P.C. which provide to record the statement of the witness in appropriate circumstances to have a check on wrong or biased investigation and also to obtain earliest possible version of material witness on oath recorded by the Judicial Magistrate to be used during the trial by the prosecution as well as the defence. In the instant case the learned Judicial Magistrate did not make efforts to peruse the case diary before disallowing the application of the petitioner to satisfy himself about the allegations made by the petitioner. At the same time the learned Judicial Magistrate also did not apply his mind on the application of the Investigating Officer to record the statement under Sec.164 Cr. P.C. and it was mechanically rejected on the ground that the application of the petitioner has already been rejected. This could not be a legal and valid ground to decline to record the statement. It is not also evident from the order of the learned Judicial Magistrate that how the statement if recorded under Sec. 164 Cr. P.C. could be an obstruction in the investigation.
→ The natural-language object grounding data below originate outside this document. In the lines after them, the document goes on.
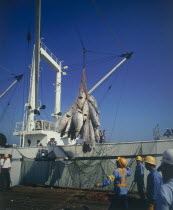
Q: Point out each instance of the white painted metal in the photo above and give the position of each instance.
(8, 88)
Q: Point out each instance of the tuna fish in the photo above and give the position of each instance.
(92, 135)
(77, 120)
(81, 99)
(94, 116)
(85, 110)
(93, 101)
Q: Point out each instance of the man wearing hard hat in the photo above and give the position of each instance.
(119, 177)
(154, 181)
(139, 176)
(165, 193)
(5, 167)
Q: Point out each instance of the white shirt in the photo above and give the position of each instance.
(165, 196)
(6, 164)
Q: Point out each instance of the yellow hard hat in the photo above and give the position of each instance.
(139, 158)
(122, 162)
(150, 160)
(6, 155)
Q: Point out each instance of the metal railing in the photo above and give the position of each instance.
(39, 125)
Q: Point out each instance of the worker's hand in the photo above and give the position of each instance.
(97, 185)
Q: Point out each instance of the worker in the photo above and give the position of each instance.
(119, 177)
(104, 136)
(154, 181)
(39, 144)
(167, 133)
(139, 176)
(5, 167)
(165, 193)
(52, 142)
(101, 136)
The application of the petitioner could not be treated as premature because it was filed during the course of investigation i.e. much prior to the inquiry or trial as prescribed under Sec. 164 Cr. P.C. (8). As a result of the aforesaid discussion, I have no hesitation to arrive at the conclusion that the impugned order is not just and proper and it is liable to be set aside. The petition is hereby allowed and the impugned order dated 24.3.99 is hereby set aside. The petitioner is directed to appear before the learned Judicial Magistrate, Nimbahera within 15 days from today with a certified copy of this order. The learned Judicial Magistrate shall record the statement of the petitioner under Section 164 Cr. P.C. on the day she presents herself before the Court. If for any unavoidable reasons the statement is not recorded on the same day then the same shall be recorded on the following day.